Very silly. Forget the fact that the film District 9—directed by South African Neill Blomkamp—was recently nominated for an Academy award. (This is rather aside than one what thinks of the film of its depictions of Africans, specifically Nigerians.) There are African science fiction writers: Nnedi Okorafor comes immediately to mind. By definition, of course, any African SF writer would be better at being an African SF writer than non-African Mike Resnick, despite non-African Norman Spinrad crowning him as such.

The problem is that Spinrad is just making an appeal to ignorance. He's not familiar with the many writers of world SF, so he assumes they do not exist. For whatever reason, though he could be familiar with Japanese SF as some of it has been translated into English, he decided to ignore actually existing Japanese SF. He also utterly ignores Chinese SF, which has been a going concern since 1904 at least. China is also the home of Science Fiction World, the most widely read SF magazine on the planet.
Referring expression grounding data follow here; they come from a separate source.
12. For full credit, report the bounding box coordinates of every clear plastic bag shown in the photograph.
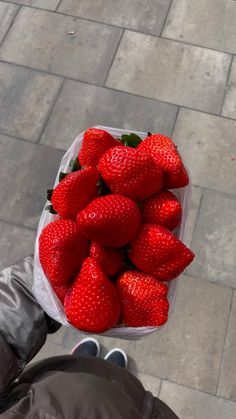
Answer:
[33,126,191,340]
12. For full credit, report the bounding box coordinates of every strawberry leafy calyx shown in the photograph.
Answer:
[45,204,57,214]
[58,157,82,183]
[97,177,111,195]
[123,246,137,270]
[120,133,143,148]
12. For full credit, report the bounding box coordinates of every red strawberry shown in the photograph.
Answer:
[39,219,89,286]
[129,224,194,281]
[98,146,162,201]
[138,134,189,189]
[78,128,119,167]
[89,242,124,276]
[51,167,99,220]
[117,271,169,327]
[142,190,182,231]
[64,257,120,333]
[77,194,141,248]
[53,284,70,304]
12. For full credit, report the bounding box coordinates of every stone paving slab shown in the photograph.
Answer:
[62,275,232,394]
[217,292,236,401]
[0,7,122,84]
[40,80,178,149]
[58,0,171,36]
[135,372,161,397]
[0,134,64,229]
[160,381,236,419]
[106,31,231,114]
[163,0,236,54]
[0,62,62,141]
[0,1,19,45]
[173,108,236,195]
[222,58,236,120]
[188,189,236,288]
[7,0,60,10]
[0,220,35,270]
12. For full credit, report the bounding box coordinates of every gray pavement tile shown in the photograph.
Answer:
[134,372,161,396]
[40,80,178,149]
[6,0,60,10]
[0,220,35,270]
[62,275,232,393]
[160,381,236,419]
[188,190,236,288]
[173,109,236,195]
[106,31,231,114]
[0,134,64,229]
[58,0,171,36]
[47,325,68,346]
[184,186,202,248]
[163,0,236,54]
[222,58,236,120]
[0,62,62,141]
[0,7,122,84]
[30,338,69,364]
[218,292,236,401]
[0,2,19,45]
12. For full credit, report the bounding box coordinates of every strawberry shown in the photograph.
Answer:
[117,271,169,327]
[51,167,99,220]
[39,219,89,286]
[52,284,70,304]
[89,242,124,276]
[138,134,189,189]
[78,128,119,167]
[98,146,162,201]
[142,190,182,231]
[64,257,120,333]
[129,224,194,281]
[77,194,141,248]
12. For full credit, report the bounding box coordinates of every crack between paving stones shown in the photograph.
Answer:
[219,54,234,116]
[160,0,173,37]
[37,78,65,144]
[215,290,235,396]
[0,4,21,49]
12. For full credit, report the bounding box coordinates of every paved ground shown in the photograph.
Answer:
[0,1,236,417]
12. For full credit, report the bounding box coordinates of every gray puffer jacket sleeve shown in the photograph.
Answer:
[0,257,49,393]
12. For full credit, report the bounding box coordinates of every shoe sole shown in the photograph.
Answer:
[71,337,101,357]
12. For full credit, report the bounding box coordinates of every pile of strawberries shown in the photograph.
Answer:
[39,128,194,333]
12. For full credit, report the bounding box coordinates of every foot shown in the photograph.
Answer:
[104,348,128,369]
[71,337,100,358]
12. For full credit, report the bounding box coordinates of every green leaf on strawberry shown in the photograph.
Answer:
[97,177,111,195]
[46,189,54,202]
[70,157,81,172]
[45,204,57,214]
[58,158,81,183]
[120,133,143,148]
[59,172,68,182]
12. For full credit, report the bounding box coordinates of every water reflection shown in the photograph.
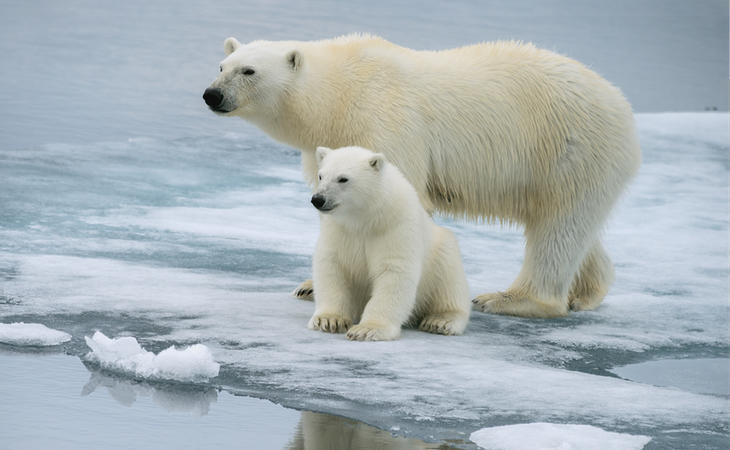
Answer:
[81,368,218,415]
[287,411,448,450]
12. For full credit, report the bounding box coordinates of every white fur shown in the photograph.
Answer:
[206,34,641,318]
[308,146,470,341]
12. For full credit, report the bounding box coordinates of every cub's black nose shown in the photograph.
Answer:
[203,88,224,108]
[311,194,326,209]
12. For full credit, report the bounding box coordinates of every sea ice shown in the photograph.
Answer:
[84,331,220,382]
[0,322,71,346]
[469,423,652,450]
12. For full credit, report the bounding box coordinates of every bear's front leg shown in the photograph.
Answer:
[346,263,419,342]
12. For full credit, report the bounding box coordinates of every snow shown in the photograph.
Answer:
[84,332,220,382]
[469,423,651,450]
[0,322,71,346]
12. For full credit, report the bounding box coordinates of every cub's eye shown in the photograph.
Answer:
[242,68,255,75]
[318,174,322,180]
[337,177,348,183]
[219,66,223,72]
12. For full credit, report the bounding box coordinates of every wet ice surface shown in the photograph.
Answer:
[0,322,71,346]
[0,113,728,448]
[469,423,652,450]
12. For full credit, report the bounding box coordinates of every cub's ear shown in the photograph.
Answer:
[315,146,332,165]
[368,153,385,171]
[286,50,302,70]
[224,37,241,56]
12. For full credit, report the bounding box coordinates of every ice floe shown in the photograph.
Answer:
[0,322,71,346]
[470,423,651,450]
[84,331,219,382]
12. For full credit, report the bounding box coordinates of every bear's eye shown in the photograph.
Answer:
[318,174,322,181]
[219,66,223,73]
[337,177,348,183]
[242,68,255,76]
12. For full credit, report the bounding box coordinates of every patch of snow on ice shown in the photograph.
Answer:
[0,322,71,346]
[84,331,219,382]
[470,423,651,450]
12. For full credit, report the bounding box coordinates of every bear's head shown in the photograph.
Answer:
[203,37,301,118]
[311,146,386,219]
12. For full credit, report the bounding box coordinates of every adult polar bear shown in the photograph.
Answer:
[203,34,640,318]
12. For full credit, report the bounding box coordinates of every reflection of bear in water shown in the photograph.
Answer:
[287,411,431,450]
[308,146,470,341]
[205,34,640,318]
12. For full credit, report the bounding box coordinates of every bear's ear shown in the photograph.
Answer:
[315,146,332,165]
[224,37,241,56]
[286,50,302,71]
[368,153,385,171]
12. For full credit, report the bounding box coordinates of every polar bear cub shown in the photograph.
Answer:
[308,146,470,341]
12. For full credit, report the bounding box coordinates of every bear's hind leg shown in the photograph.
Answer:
[568,241,614,311]
[474,212,599,318]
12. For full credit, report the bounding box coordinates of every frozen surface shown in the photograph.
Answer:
[469,423,651,450]
[0,112,727,447]
[0,322,71,346]
[84,331,220,382]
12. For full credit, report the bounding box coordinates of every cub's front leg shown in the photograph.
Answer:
[308,247,353,334]
[346,258,420,342]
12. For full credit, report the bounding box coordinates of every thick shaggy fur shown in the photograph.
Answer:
[207,34,641,318]
[309,146,470,341]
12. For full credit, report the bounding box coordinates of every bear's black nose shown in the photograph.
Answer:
[311,194,326,209]
[203,88,224,108]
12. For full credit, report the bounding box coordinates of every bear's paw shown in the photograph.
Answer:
[472,291,568,318]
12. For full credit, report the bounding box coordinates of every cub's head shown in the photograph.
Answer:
[203,37,302,117]
[311,146,386,218]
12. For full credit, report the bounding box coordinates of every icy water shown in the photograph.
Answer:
[0,351,440,449]
[1,0,729,449]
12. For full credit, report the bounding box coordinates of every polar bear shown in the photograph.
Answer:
[203,34,641,318]
[308,146,470,341]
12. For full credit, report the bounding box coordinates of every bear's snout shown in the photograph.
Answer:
[311,194,327,210]
[203,88,224,109]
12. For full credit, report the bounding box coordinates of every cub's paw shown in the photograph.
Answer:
[292,279,314,301]
[346,322,400,341]
[418,313,467,336]
[308,314,351,333]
Further, Spinrad isn't necessarily a good judge of how writers tackle other cultures. He lauds Ian McDonald's Brasyl which for the first 200 pages was indeed a very strong novel. It devolved utterly into a series of silly fights and battles though, and at least some of the silliness can be laid right at McDonald's feet. He credits the Brazilian martial dance capoeira, for example, with a martial prowess it simply doesn't have. That's especially sad as there is a native Brazilian martial art which is one of the most formidable in the world: Brazilian jiu-jitsu. BJJ even has multicultural origins (based on Japanese Judo and Euro-American catch wrestling, perfected by a Scottish-Brazilian family: the famous Gracies), which is one of the themes of the book. Sounds like nitpicking, but much of Brasyl's climax does hang on the efficacy of capoeira and anyone familiar with Brazil's martial or street cultures knows that it just doesn't work outside of its own set of highly stylized competitions. McDonald stumbled in my view—the last 100 pages of Brasyl just felt like action-packed "fan service"—and Spinrad didn't notice the fall at all.

Of course, Spinrad has also managed to declare Latin America, thanks to Spanish and Portuguese, "not entirely culturally disconnected from the self-styled First World." Indeed, but Japan isn't so disconnected either. Indeed, nor are the science fiction writers of the Philippines and the Indian sub-continent, many of whom write in English as either their first language or as a close second. One cannot even appeal to the paucity of translations to defend ignorance of these SFnal traditions, as increasing amounts of SF in English from these countries has been becoming available thanks to the Internet and global publishing. Part of what makes the First World the First World is that it is nigh impossible to be culturally disconnected from it, after all.

In the end, it just feels as though Spinrad isn't making a cultural argument, but a racialist one. Japan was occupied by the US and the origins of modern Japanese SF are most often located by historians to that occupation and subsequent cultural exchange. (Even the pre-war Japanese SF, of which there was some, was heavily influenced by translations of Western SF and mystery stories.) Why insist that Latin America is essentially connected to the "First World", but that African and Asian countries—which include many Francophones and Anglophones thanks partially to colonialism—somehow are not. (And thus have no SF!) In Spinrad's essay, there appears to be an unexamined assumption that Africans and Asians are fundamentally different than Europeans—and "Europe" for mysterious reasons includes the peoples of the Americas. This is not even due to a dependence on the old framework of First/Second/Third World, as Spinrad acknowledges how problematic these terms are. Ultimately, Spinrad doesn't know much about world SF, and feels entitled to project his own vision on terra incognita, thus his insistence that white American midwesterner Mike Resnick is as close as the world has come to an "African science fiction writer."

As world SF becomes more popular, such attitudes will surely be corrected one way or another, but right now it is quite disappointing to see such a wrongheaded essay in the country's leading science fiction magazine.